Para Peralta, que também
é membro da Comissão Nacional de Política
Indigenista (CNPI), a decisão de Santos mostra
que “ele não conhece nem um pouco a realidade
dos indígenas”. A liderança lamentou
o fato de as posições do juiz não
serem isoladas no Judiciário brasileiro.
“A Justiça do Brasil inteiro está
desta forma: é condenar índio”, afirmou
ele, em entrevista à Agência Brasil.
Rogério Rocha afirmou que
a decisão é inconstitucional e, com
certeza, será derrubada pela Funai. Lembrou,
contudo, que muitos índios podem ser prejudicados
enquanto isso não ocorre.
Rocha disse que Mato Grosso do
Sul tem a maior população carcerária
indígena do país.
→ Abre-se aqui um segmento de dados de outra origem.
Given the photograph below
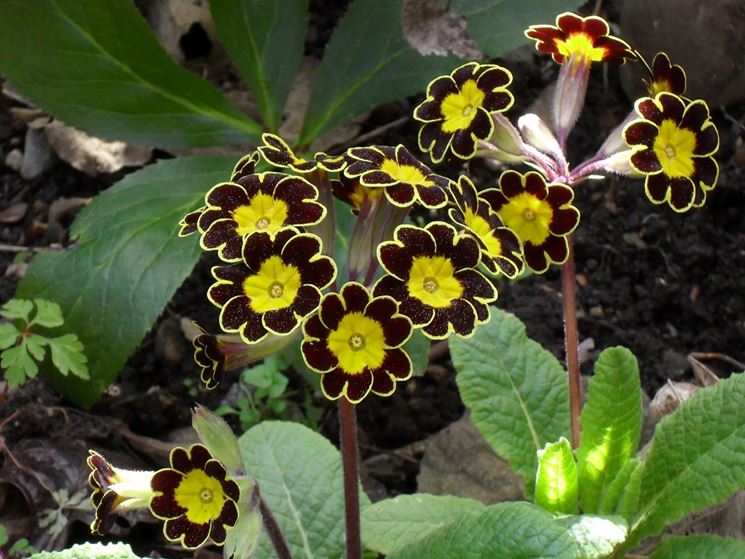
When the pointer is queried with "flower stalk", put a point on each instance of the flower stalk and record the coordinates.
(348, 437)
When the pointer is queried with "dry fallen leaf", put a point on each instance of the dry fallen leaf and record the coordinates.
(432, 29)
(93, 155)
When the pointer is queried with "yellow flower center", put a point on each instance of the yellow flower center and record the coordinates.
(459, 109)
(483, 230)
(528, 216)
(201, 495)
(263, 213)
(674, 148)
(582, 45)
(274, 287)
(432, 280)
(405, 173)
(358, 343)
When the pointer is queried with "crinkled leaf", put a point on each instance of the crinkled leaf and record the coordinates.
(699, 546)
(611, 424)
(515, 389)
(300, 477)
(68, 356)
(595, 536)
(96, 65)
(391, 524)
(17, 309)
(697, 457)
(366, 63)
(514, 530)
(8, 334)
(622, 494)
(48, 314)
(265, 39)
(556, 480)
(18, 365)
(497, 25)
(126, 266)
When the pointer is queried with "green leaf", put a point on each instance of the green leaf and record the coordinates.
(622, 495)
(8, 335)
(17, 309)
(18, 365)
(611, 424)
(514, 530)
(96, 65)
(366, 63)
(595, 536)
(35, 346)
(699, 546)
(697, 458)
(418, 349)
(497, 26)
(515, 389)
(300, 477)
(68, 355)
(48, 314)
(126, 267)
(265, 39)
(556, 480)
(393, 523)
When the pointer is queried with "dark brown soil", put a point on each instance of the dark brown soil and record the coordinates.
(662, 284)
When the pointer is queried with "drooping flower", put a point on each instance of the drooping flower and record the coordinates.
(354, 341)
(457, 108)
(584, 37)
(276, 151)
(665, 76)
(675, 141)
(500, 247)
(540, 214)
(431, 273)
(405, 178)
(575, 43)
(262, 202)
(274, 287)
(115, 490)
(195, 497)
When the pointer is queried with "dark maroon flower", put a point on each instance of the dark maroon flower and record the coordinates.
(274, 287)
(431, 273)
(354, 341)
(195, 497)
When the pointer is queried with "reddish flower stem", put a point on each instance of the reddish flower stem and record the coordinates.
(571, 341)
(348, 436)
(272, 528)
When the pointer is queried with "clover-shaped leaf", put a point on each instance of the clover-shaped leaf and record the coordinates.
(68, 356)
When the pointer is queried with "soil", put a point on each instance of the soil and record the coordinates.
(662, 284)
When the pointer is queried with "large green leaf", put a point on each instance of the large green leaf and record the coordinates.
(300, 476)
(498, 25)
(514, 530)
(697, 458)
(265, 39)
(96, 65)
(126, 266)
(700, 546)
(595, 536)
(611, 424)
(515, 389)
(391, 524)
(366, 63)
(556, 480)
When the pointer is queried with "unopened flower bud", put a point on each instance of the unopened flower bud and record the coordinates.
(218, 437)
(538, 134)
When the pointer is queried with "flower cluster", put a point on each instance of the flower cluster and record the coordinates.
(195, 497)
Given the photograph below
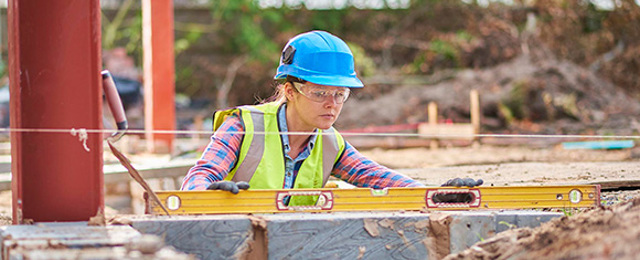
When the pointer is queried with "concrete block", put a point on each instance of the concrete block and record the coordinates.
(348, 236)
(534, 219)
(68, 240)
(467, 228)
(206, 237)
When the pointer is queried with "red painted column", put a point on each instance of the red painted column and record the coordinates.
(55, 83)
(159, 73)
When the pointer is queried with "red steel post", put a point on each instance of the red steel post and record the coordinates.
(159, 73)
(54, 73)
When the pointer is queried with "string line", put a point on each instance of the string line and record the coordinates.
(73, 131)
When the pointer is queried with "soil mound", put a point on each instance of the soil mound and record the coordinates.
(602, 233)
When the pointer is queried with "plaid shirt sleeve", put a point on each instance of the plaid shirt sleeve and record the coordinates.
(219, 157)
(355, 168)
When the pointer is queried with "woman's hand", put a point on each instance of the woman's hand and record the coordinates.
(230, 186)
(457, 182)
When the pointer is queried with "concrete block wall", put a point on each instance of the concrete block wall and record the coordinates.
(344, 235)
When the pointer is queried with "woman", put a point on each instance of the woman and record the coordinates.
(290, 143)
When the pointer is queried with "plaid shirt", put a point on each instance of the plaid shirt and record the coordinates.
(221, 155)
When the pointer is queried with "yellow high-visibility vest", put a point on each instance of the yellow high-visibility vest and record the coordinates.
(261, 158)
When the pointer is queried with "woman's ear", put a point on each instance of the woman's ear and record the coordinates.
(288, 90)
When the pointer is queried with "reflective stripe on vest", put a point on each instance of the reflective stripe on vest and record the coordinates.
(261, 130)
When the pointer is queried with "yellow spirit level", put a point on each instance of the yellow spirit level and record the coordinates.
(364, 199)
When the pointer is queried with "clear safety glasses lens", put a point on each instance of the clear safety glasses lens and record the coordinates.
(321, 95)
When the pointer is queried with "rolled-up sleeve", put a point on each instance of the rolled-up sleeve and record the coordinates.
(355, 168)
(219, 157)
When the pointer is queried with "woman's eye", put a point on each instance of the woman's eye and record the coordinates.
(320, 93)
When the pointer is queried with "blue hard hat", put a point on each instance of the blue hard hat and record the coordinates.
(319, 57)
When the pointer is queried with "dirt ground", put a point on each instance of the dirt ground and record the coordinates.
(608, 232)
(601, 233)
(611, 231)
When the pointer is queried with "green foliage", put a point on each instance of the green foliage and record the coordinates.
(365, 66)
(244, 28)
(191, 36)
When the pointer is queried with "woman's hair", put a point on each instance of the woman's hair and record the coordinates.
(279, 95)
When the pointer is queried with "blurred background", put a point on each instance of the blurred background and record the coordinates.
(540, 66)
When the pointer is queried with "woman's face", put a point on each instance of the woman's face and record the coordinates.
(314, 106)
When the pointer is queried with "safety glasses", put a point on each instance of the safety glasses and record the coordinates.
(319, 94)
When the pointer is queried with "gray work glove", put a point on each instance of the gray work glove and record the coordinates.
(468, 182)
(230, 186)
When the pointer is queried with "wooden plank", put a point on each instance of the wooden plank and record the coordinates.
(446, 131)
(612, 144)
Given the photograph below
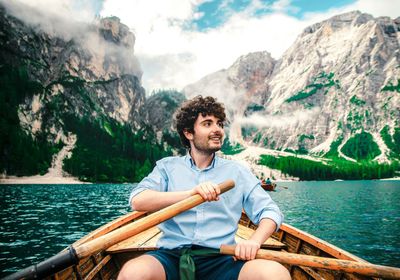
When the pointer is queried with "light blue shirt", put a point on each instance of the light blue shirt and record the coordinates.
(209, 224)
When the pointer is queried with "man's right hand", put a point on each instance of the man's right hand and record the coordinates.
(209, 191)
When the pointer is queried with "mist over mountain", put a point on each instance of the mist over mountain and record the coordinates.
(66, 83)
(335, 91)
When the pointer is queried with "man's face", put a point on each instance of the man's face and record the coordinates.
(208, 134)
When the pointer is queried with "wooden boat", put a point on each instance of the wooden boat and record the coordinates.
(106, 262)
(268, 187)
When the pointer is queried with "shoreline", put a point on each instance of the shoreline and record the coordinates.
(39, 179)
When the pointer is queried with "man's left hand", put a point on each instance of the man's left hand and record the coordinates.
(246, 250)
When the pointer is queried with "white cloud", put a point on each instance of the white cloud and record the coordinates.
(173, 55)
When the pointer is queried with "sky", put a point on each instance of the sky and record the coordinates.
(180, 41)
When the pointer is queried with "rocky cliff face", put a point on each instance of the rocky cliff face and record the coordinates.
(339, 80)
(67, 84)
(90, 73)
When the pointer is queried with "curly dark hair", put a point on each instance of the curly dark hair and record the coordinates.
(187, 114)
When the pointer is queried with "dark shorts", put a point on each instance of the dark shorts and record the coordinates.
(215, 267)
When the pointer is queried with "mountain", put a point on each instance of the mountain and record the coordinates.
(72, 88)
(335, 93)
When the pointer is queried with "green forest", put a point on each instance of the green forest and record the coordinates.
(109, 152)
(105, 151)
(21, 154)
(335, 169)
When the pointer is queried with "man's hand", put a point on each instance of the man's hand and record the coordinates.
(209, 191)
(246, 250)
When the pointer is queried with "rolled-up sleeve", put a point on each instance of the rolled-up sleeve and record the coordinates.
(156, 181)
(259, 205)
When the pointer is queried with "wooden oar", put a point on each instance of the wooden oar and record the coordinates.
(74, 254)
(325, 263)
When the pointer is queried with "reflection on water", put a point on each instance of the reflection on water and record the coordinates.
(38, 221)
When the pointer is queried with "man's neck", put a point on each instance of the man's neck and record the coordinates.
(201, 160)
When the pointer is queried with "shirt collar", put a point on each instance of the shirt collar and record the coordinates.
(190, 162)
Segundo ele, pesquisas
apontavam que, em 2006, 116 índios encontravam-se
presos no estado, 68 só em Dourados - estes
possivelmente atingidos pela decisão.
“Se o juiz não aceita a
defesa da Funai, o procurador da Funai não
pode entrar no presídio para falar com o
índio que está preso”, afirmou Rocha,
ressaltando que muitos dos indígenas presos
já são punidos por crimes discutíveis.
Um dos casos mais comuns, segundo
o assessor do Cimi, é a prisão por
estupro presumido, quando um homem é preso
por manter relações sexuais como uma
garota de até 14 anos. Ele explicou que como
os índios costumam casar cedo, muitos maridos
acabam sendo presos acusados de estuprar a própria
esposa, que ainda não completou 15 anos de
idade.
“A defesa de um índio deve
levar em conta aspectos culturais e antropológicos.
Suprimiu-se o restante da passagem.